NEW YORK: The dollar fell against the euro on Monday following its best week against the single currency in nearly 15 months, as US stocks recouped some losses from the dramatic selloff that saw the S&P 500's sharpest decline in more than two years.
The selloff across asset classes forced investors betting against the US currency to unwind their positions. The dollar also benefited as nervous investors bought the relative safety of some US assets.
Speculators' net short US dollar bets declined for the first time in six weeks, according to calculations by Reuters and Commodity Futures Trading Commission data released on Friday.
On Monday, the dollar's rally came to an end as the euro staged a comeback.
"At the start of the year the dollar was broadly on the defensive and most foreign currencies were doing fairly well and those trends reemerged today.
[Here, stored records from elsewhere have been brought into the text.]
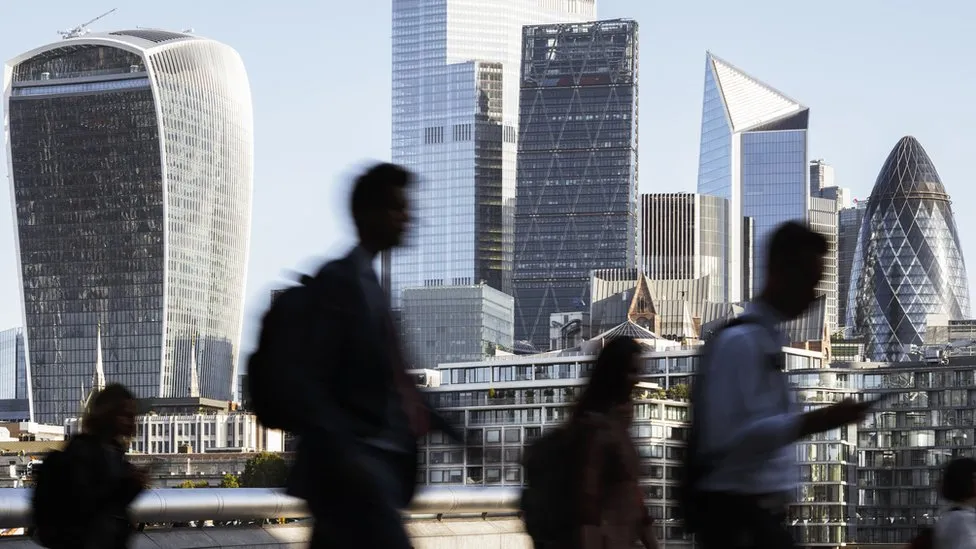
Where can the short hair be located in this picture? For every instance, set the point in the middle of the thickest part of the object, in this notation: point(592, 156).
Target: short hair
point(371, 191)
point(791, 244)
point(958, 480)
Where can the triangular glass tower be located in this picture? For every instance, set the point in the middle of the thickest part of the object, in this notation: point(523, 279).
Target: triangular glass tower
point(754, 154)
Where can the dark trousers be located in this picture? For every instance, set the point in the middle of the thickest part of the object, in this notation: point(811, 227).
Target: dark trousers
point(347, 518)
point(735, 521)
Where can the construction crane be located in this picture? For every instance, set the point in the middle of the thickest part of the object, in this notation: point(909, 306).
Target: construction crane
point(82, 29)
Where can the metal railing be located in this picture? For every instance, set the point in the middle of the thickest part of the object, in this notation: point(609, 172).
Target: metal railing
point(230, 504)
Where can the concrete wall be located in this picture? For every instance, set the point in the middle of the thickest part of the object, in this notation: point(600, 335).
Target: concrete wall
point(503, 533)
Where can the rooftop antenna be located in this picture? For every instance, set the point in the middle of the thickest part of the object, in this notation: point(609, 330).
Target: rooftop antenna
point(82, 29)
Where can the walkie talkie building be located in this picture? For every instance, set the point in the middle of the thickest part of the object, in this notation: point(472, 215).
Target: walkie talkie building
point(131, 165)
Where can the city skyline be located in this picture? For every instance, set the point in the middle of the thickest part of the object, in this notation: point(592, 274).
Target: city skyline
point(664, 135)
point(130, 165)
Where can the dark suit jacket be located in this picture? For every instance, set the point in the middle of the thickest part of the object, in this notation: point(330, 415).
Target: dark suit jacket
point(343, 386)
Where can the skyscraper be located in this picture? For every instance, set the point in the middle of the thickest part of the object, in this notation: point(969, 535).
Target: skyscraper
point(753, 154)
point(455, 118)
point(682, 236)
point(908, 263)
point(848, 228)
point(131, 165)
point(577, 167)
point(823, 219)
point(14, 382)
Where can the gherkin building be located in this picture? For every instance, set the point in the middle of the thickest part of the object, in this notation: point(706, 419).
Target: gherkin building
point(908, 263)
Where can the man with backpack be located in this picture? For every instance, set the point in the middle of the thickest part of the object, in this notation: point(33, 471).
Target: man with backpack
point(329, 367)
point(741, 467)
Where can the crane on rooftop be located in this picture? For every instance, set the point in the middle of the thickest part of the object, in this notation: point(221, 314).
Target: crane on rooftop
point(82, 29)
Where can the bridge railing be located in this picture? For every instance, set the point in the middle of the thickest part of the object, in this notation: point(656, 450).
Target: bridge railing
point(244, 504)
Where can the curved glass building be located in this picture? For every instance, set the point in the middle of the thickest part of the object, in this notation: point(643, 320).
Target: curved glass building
point(908, 263)
point(131, 169)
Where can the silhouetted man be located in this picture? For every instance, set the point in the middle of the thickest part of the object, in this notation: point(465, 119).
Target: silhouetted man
point(357, 457)
point(749, 423)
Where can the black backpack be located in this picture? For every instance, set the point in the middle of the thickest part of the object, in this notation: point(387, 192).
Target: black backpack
point(548, 500)
point(57, 518)
point(271, 370)
point(696, 466)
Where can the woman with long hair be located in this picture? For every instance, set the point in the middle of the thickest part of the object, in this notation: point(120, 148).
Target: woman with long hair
point(83, 495)
point(611, 504)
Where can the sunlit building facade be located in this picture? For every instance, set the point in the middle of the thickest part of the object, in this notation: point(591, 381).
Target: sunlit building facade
point(908, 263)
point(753, 154)
point(456, 69)
point(131, 164)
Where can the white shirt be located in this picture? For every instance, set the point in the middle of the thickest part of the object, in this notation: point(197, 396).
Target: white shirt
point(956, 529)
point(750, 422)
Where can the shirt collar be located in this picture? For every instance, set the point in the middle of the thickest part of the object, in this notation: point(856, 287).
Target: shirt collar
point(768, 317)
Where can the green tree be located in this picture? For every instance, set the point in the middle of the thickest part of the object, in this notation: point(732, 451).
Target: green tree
point(265, 470)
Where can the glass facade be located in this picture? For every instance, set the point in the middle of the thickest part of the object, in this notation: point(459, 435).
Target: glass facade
point(131, 173)
point(577, 167)
point(456, 324)
point(753, 153)
point(455, 118)
point(848, 229)
point(14, 384)
point(774, 187)
point(908, 263)
point(683, 236)
point(823, 220)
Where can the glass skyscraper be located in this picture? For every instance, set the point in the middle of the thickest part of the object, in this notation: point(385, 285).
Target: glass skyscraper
point(908, 263)
point(682, 236)
point(753, 154)
point(455, 118)
point(577, 167)
point(131, 165)
point(14, 381)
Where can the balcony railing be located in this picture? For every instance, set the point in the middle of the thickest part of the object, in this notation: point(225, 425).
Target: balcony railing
point(230, 504)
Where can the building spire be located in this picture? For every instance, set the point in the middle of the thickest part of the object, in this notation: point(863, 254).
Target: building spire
point(98, 383)
point(194, 377)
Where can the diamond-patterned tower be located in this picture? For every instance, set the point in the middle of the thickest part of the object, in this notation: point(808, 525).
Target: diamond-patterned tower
point(908, 263)
point(576, 191)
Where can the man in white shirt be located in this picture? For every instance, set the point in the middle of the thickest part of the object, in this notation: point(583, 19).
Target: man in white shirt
point(748, 423)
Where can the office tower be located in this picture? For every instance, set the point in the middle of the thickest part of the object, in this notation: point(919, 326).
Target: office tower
point(577, 167)
point(821, 176)
point(15, 399)
point(823, 220)
point(456, 323)
point(131, 165)
point(754, 154)
point(455, 118)
point(908, 263)
point(848, 228)
point(682, 236)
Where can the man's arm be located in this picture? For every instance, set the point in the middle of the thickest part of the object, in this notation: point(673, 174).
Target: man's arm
point(741, 390)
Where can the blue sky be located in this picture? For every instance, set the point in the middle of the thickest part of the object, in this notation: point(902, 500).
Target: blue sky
point(871, 71)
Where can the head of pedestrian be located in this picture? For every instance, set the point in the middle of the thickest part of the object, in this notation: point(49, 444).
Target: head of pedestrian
point(380, 207)
point(959, 482)
point(612, 381)
point(794, 267)
point(111, 416)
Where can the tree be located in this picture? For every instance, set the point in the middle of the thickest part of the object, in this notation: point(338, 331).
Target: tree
point(265, 470)
point(679, 392)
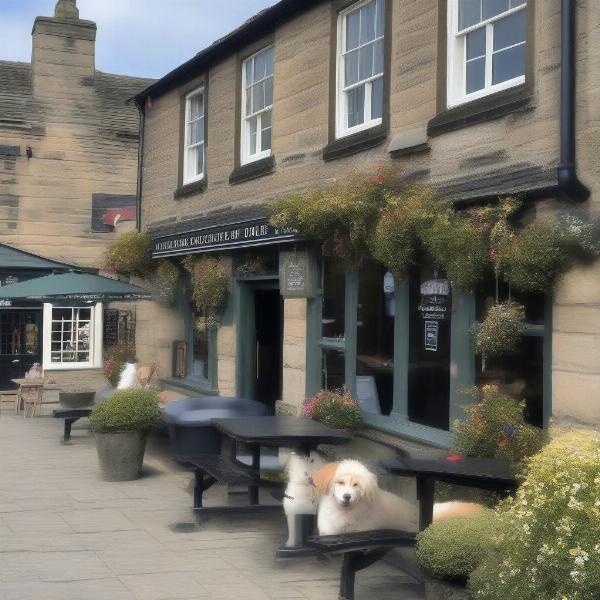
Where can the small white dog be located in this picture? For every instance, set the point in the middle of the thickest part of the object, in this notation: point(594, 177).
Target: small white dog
point(352, 501)
point(301, 496)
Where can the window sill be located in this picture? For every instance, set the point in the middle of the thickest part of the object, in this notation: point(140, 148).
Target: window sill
point(352, 144)
point(252, 170)
point(190, 188)
point(483, 109)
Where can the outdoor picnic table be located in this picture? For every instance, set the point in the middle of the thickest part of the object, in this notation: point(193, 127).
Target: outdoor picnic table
point(484, 473)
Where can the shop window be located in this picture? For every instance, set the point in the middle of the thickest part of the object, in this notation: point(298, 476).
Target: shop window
point(375, 339)
point(486, 47)
point(430, 308)
point(360, 67)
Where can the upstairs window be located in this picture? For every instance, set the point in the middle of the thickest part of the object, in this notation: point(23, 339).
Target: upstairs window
point(193, 164)
point(360, 67)
point(486, 47)
point(257, 105)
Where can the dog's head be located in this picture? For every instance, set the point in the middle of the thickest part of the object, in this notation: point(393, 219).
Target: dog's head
point(348, 482)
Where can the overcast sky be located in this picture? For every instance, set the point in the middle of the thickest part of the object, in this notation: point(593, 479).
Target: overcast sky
point(147, 38)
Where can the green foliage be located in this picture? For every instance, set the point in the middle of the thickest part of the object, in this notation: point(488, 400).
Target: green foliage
point(130, 253)
point(396, 240)
point(495, 428)
point(165, 282)
point(452, 549)
point(460, 247)
point(342, 215)
point(501, 330)
point(126, 410)
point(335, 408)
point(549, 546)
point(210, 284)
point(116, 359)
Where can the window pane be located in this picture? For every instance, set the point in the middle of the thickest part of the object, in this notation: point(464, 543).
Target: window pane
point(356, 106)
point(269, 61)
point(491, 8)
point(352, 30)
point(476, 43)
point(366, 62)
point(351, 61)
point(510, 30)
point(375, 340)
point(469, 13)
point(378, 59)
point(377, 99)
point(268, 92)
point(508, 64)
point(475, 75)
point(380, 23)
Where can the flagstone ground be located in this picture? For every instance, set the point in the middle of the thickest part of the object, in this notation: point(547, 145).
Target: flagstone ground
point(66, 534)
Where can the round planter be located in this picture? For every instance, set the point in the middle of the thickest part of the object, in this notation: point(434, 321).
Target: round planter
point(121, 454)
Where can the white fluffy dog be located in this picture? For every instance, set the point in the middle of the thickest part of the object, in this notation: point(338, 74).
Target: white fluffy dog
point(352, 501)
point(301, 496)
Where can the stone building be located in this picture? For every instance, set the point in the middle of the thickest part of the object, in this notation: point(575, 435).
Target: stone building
point(476, 99)
point(68, 176)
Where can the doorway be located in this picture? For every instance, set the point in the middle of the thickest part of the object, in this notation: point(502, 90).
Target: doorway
point(268, 311)
point(20, 344)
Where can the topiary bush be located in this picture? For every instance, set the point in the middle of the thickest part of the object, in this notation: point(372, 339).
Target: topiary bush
point(126, 410)
point(334, 408)
point(453, 548)
point(495, 427)
point(130, 253)
point(549, 543)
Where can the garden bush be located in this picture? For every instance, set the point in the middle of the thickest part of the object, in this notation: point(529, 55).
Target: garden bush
point(126, 410)
point(495, 427)
point(549, 545)
point(451, 549)
point(335, 408)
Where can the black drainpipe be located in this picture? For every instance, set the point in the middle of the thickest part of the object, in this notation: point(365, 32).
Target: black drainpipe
point(569, 184)
point(138, 196)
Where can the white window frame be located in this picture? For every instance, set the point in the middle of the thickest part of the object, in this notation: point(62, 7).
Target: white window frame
point(245, 156)
point(341, 98)
point(96, 324)
point(456, 68)
point(186, 141)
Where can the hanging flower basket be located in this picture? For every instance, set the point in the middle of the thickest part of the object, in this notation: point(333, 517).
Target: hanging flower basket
point(501, 330)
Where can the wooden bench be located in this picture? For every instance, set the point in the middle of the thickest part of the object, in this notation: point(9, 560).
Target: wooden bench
point(360, 550)
point(210, 469)
point(70, 415)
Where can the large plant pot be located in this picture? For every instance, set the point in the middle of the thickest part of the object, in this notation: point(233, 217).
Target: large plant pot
point(121, 454)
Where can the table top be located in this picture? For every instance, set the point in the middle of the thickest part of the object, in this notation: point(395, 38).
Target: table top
point(280, 431)
point(465, 467)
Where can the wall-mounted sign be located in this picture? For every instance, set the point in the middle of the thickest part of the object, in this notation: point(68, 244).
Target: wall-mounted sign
point(296, 275)
point(431, 335)
point(435, 300)
point(256, 232)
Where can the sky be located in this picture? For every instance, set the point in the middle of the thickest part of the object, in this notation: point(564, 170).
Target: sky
point(145, 38)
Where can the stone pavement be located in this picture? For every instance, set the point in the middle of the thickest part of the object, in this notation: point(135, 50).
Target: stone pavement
point(67, 535)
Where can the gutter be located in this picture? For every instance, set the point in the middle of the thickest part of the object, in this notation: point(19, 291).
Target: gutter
point(569, 185)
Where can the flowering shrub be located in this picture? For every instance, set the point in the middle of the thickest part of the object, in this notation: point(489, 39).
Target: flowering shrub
point(130, 253)
point(451, 549)
point(501, 330)
point(117, 357)
point(210, 284)
point(549, 545)
point(495, 428)
point(335, 408)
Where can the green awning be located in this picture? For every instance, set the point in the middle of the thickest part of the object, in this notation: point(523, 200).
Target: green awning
point(73, 286)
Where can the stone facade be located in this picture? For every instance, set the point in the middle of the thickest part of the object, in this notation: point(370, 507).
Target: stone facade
point(509, 151)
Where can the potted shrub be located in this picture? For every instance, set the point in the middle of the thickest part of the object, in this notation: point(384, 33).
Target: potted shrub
point(334, 408)
point(121, 424)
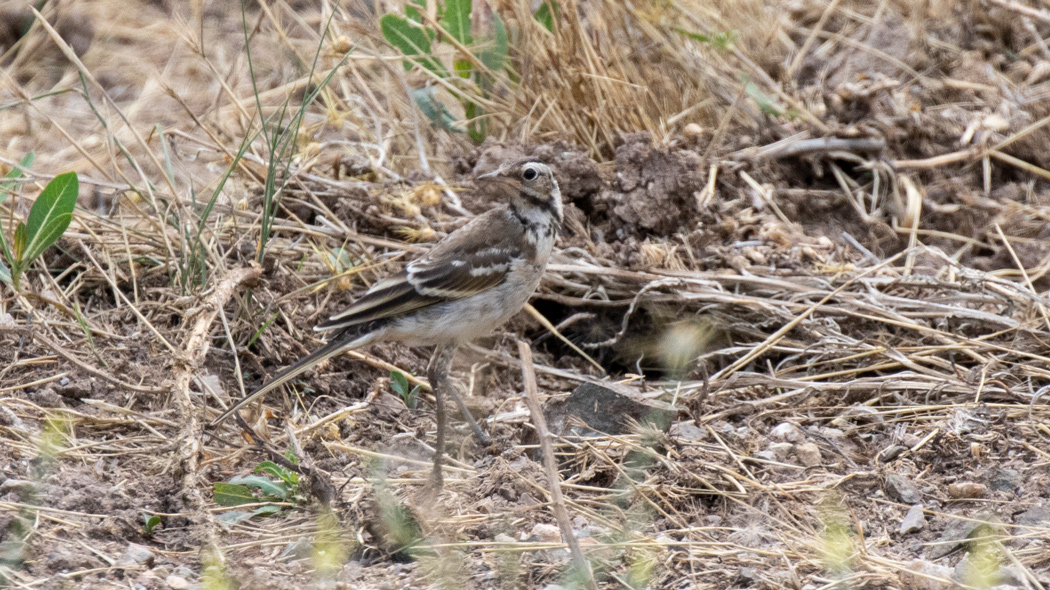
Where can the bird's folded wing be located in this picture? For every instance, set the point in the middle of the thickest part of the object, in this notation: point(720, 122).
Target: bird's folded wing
point(441, 276)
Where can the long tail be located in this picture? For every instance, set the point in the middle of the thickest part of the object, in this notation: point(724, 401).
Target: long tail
point(347, 340)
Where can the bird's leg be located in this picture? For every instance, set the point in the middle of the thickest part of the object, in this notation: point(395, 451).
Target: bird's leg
point(455, 393)
point(482, 437)
point(437, 374)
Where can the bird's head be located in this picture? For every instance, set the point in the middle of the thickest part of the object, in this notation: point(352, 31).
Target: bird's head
point(532, 189)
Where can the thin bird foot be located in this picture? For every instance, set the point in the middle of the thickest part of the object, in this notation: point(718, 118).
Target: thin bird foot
point(437, 373)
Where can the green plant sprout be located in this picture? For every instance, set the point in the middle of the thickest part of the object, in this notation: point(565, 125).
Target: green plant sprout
point(400, 385)
point(473, 74)
point(240, 490)
point(48, 219)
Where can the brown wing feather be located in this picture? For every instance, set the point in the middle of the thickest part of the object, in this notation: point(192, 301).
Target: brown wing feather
point(463, 265)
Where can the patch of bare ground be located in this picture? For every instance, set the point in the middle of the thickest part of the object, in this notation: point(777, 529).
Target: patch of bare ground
point(815, 231)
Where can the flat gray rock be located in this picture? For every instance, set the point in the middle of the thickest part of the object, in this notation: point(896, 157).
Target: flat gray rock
point(605, 411)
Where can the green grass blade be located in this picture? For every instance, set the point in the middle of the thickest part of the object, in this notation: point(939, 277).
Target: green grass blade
point(494, 57)
point(456, 20)
point(412, 41)
point(546, 14)
point(50, 214)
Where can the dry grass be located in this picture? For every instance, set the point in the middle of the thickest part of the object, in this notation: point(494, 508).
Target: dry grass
point(880, 298)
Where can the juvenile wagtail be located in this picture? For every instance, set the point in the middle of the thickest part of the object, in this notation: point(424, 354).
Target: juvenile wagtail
point(466, 286)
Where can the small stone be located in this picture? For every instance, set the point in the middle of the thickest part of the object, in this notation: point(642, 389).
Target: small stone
point(692, 131)
point(688, 432)
point(902, 489)
point(967, 489)
point(176, 582)
point(891, 452)
point(21, 486)
point(137, 555)
point(959, 532)
point(1006, 480)
point(785, 432)
point(921, 574)
point(46, 398)
point(914, 521)
point(781, 450)
point(1036, 517)
point(809, 455)
point(765, 456)
point(546, 533)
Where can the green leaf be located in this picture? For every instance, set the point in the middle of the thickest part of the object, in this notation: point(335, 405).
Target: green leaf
point(150, 522)
point(462, 67)
point(435, 110)
point(723, 40)
point(456, 20)
point(16, 172)
point(399, 383)
point(546, 14)
point(232, 494)
point(276, 470)
point(412, 40)
point(494, 58)
point(269, 487)
point(19, 244)
point(415, 11)
point(768, 104)
point(50, 215)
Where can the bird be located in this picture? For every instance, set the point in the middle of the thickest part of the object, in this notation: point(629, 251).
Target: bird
point(467, 285)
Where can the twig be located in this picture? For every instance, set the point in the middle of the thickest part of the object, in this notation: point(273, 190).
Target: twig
point(194, 351)
point(561, 513)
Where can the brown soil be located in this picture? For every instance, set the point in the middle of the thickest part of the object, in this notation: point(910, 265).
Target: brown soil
point(869, 383)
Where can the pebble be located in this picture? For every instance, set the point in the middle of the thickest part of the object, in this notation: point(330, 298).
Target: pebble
point(914, 521)
point(546, 533)
point(1038, 515)
point(959, 532)
point(765, 456)
point(21, 486)
point(689, 432)
point(781, 450)
point(902, 489)
point(786, 432)
point(921, 574)
point(1006, 480)
point(967, 489)
point(809, 455)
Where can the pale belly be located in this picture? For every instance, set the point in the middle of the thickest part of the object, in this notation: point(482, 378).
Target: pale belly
point(465, 319)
I think that's one of the reasons the euro/dollar exchange rate is doing ok," said Nick Bennenbroek, head of currency strategy at Wells Fargo Securities in New York.
Even if the dollar has some room to extend last week's rally, analysts agreed that it didn't change the overall downward trend of the currency.
"The US fundamentals are better and justify at least a stabilization of the dollar, although I would call it a bear market correction," said Mark McCormick, North American head of FX strategy at TD Securities in Toronto.
Appetite for risk-taking crept back into currency markets to the detriment of the US currency. It also helped higher-yielding emerging market currencies as well as commodity-linked currencies like the Australian and Canadian dollars.
The index that tracks the dollar against a basket of currencies was down 0.28 percent at 90.189, erasing some of the gains last week.
The euro was up 0.25 percent from Friday's close at $1.2284, after earlier hitting a day's high of $1.2296.
The moves in foreign exchange markets were far more muted than in other asset classes last week, but analysts said volatility had risen.
Commerzbank said worries about US inflation returning were reflected in rising exchange rate volatilities options markets. Analysts at the bank said that inflation concerns were unlikely to disappear quickly, and that investors should get used to FX volatility "remaining at higher levels for now or even rising further."
The dollar fell 0.09 percent from its last close to 108.69 yen, remaining above Friday's trough of 108.05 yen, its lowest level since Sept. 11. The dollar last week fell nearly 1.3 percent against the yen.